Early Childhood Intervention (ECI) provides services to families that have infants or toddlers (children younger than 3 years) with qualifying disabilities or developmental delays. Most ECI services are provided at home, but services can be offered in other settings. An important outcome of ECI is that families receiving services feel they know how to support their children’s development both at home and in their communities. Community settings can include early care and education classrooms, libraries, and neighborhood parks and playgrounds.

ECI services are intended to support the child and family, while informing community agents, so the child can fully participate in the community experience. What this looks like will be different for every child because every child has different needs. The plan to participate should be addressed on a regular basis and individualized to meet the needs of the child and the expectations of the family. ECI families want their children to participate in community settings because learning new skills in other settings helps their children to
learn skills that are useful for everyday life,
interact with other children, who model the desired skills,
practice new skills,
experience a sense of belonging,
develop social skills,
be motivated to try new things, and
gain confidence in their abilities.


How does ECI fit into your program?
Parents may ask that some ECI services be provided in their child’s early care and education classroom. ECI services in this setting are focused on coordinating learning activities with the child’s teachers to ensure the ECI child is fully participating in class activities. The early intervention specialist offers classroom teachers guidance in adapting activities, changing the physical environment, and supporting peer relationships to maximize child growth and development across domains.

ECI also may work with parents, teachers, and caregivers to restructure learning goals into smaller developmental steps to ensure appropriate skill development. This helps parents and teachers set realistic expectations for the child and recognize and applaud the child’s accomplishments. The ECI provider’s role is not to replace communication between the family and child care providers but to offer strategies that support the child’s development both at home and in the early care and education setting.

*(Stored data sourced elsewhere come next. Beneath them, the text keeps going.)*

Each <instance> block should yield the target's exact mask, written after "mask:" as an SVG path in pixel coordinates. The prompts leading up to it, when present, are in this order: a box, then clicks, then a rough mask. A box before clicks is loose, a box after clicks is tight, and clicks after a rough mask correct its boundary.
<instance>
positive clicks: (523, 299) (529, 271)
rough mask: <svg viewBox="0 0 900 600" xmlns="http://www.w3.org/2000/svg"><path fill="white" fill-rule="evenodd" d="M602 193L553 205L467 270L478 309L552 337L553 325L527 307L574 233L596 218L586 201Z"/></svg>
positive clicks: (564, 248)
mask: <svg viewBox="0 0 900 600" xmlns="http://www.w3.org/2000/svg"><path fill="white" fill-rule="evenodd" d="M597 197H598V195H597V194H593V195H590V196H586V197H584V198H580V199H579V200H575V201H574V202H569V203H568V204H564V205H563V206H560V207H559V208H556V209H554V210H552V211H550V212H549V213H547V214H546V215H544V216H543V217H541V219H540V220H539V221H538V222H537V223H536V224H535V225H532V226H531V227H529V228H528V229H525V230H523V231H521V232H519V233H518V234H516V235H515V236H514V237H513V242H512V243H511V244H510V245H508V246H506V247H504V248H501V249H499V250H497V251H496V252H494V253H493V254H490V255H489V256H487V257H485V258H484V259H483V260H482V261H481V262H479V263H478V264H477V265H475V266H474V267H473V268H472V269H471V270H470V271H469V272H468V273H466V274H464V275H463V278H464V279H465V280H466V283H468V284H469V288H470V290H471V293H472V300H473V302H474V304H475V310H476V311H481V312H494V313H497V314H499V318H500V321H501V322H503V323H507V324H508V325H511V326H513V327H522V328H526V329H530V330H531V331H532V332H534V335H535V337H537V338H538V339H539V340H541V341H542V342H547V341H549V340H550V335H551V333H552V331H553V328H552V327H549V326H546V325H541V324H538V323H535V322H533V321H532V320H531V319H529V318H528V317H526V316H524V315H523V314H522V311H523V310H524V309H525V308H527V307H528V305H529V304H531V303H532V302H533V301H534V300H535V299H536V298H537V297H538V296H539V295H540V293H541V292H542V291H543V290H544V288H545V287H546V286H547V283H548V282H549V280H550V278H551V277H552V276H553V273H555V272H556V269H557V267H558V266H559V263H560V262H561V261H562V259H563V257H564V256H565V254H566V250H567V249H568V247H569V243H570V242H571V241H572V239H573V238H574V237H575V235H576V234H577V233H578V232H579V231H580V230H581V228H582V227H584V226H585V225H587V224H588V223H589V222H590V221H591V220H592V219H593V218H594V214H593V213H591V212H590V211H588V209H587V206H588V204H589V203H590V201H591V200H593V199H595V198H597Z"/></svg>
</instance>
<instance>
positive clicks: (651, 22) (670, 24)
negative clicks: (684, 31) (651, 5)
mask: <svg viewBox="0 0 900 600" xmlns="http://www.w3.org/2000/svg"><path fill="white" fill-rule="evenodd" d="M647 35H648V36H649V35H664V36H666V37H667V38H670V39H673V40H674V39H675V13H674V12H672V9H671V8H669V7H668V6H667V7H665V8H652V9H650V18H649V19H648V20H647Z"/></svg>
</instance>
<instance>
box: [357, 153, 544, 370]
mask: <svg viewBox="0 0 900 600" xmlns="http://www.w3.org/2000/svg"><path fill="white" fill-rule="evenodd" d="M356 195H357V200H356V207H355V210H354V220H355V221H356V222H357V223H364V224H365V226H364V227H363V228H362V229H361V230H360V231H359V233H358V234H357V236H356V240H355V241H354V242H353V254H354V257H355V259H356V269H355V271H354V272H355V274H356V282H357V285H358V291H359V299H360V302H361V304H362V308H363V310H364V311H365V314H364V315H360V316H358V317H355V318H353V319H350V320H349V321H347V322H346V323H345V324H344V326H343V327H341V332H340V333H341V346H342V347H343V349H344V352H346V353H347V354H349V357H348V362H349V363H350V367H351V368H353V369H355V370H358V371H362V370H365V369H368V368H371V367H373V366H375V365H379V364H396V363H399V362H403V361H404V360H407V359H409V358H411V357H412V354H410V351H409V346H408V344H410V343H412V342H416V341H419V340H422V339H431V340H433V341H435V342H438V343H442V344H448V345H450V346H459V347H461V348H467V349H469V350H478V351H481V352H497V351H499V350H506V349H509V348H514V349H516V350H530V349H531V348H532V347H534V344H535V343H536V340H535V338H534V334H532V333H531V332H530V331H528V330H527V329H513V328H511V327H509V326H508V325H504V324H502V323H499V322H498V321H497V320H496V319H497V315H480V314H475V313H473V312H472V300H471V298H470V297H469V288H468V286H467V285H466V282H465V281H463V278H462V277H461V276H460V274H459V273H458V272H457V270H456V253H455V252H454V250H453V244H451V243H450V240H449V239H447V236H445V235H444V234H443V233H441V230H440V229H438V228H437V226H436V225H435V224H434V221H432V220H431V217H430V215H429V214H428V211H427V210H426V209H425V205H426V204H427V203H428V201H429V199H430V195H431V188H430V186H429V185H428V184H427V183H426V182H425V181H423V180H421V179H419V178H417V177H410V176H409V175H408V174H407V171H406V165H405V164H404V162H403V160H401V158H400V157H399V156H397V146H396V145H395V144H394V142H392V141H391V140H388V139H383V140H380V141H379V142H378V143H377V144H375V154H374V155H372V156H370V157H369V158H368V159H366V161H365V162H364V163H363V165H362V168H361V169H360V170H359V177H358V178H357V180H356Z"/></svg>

Talk with parents for better understanding
Supportive and reflective relationships with families are guided by understanding the family’s preferences and expectations. You can use questions like these in conversations with families to learn more.
What experiences do you think will most benefit your child? If family members aren’t sure, ask if they are open to exploring ideas; share what you have observed.
Which activities seem to give the most pleasure to your child? This will help you know more about the child’s interests and preferences.
What do you see as your child’s strengths?
What future challenges do you anticipate? Share information about how you minimize the challenges to full classroom participation.
What are your immediate and long-term goals and expectations?
How can we best continue to share information? Agree on a timeframe and mechanism (notes, e-mail, or a periodic portfolio review, for example) to sustain meaningful communicaton.